Thursday, 16 April 2015

#revision - GALLIZIO AND INDUSTRIAL PAINTING

Where the neo avant-garde Italian artist Manzoni thought satirically and playfully of consumerist and capitalist society, Guiseppe Pinot-Gallizio thought more deeply and reactionary. After meeting avid Marxist Guy Debord and the International Situationist's, Gallizio became more involved in a Marixst and social type of art making reminiscent of that seen in countries like Russia or Germany during the historic avant-gardes. Through a process of mechanised and collective making, Gallizio's Industrial Paintings were born and aimed to remove themselves from the gallery space and be widely available to the public.

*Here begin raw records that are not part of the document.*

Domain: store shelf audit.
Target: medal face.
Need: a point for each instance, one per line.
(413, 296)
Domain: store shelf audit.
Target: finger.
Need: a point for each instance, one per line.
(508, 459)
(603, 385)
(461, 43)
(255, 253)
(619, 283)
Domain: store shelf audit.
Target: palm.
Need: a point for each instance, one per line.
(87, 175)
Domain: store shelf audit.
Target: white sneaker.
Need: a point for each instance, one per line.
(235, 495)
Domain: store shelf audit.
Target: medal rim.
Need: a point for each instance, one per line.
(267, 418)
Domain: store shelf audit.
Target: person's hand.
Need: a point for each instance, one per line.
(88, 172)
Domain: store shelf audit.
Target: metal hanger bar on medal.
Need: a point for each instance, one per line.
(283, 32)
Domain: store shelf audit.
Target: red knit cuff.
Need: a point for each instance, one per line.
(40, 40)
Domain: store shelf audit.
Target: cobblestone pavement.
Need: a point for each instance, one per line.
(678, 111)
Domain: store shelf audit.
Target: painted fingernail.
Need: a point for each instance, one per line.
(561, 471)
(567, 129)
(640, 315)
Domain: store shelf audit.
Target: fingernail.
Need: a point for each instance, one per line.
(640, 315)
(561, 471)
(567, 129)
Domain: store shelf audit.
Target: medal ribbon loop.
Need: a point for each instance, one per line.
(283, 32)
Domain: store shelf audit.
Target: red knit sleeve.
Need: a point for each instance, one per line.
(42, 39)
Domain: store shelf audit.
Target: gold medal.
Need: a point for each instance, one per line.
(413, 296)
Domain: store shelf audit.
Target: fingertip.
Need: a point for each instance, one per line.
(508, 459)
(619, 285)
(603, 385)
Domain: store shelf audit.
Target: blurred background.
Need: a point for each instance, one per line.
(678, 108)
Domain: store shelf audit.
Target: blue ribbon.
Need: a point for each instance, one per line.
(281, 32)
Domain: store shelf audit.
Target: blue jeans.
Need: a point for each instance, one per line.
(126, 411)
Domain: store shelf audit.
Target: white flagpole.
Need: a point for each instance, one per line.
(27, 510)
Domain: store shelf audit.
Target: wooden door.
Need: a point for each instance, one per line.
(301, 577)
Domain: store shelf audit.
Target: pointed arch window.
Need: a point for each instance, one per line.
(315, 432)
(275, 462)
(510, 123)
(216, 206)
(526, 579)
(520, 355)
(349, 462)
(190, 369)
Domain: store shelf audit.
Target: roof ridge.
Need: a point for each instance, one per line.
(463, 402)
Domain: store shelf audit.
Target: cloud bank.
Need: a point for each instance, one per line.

The process of making become important if not absolutely pivotal to the artwork, with the emphasis taken away from the artists hand and put onto that of the machine. Created on a rickety table with rollers covered in varying substances, each roll of mass produced but unique, which Frances Stracey sees as not regressing to the 'unique touch of the artist', but instead emphasising that all that is mechanically produced is not necessarily identical and void of personality, as a commodity culture would have us believe. Further benefits of having a machine create the huge lengths of these paintings is that it can be a cumulative human effort from many people, and therefore the mass of painting produced creates a surplus value that can split between all those involved, creating a social type of art form. The rolls of painting can be cut into desired sizes instead of being one revered art object that is available for only one, privileged person. Furthermore, the traditional notion of the artwork living in the gallery space is subverting, with a preference to existing in the urban streets.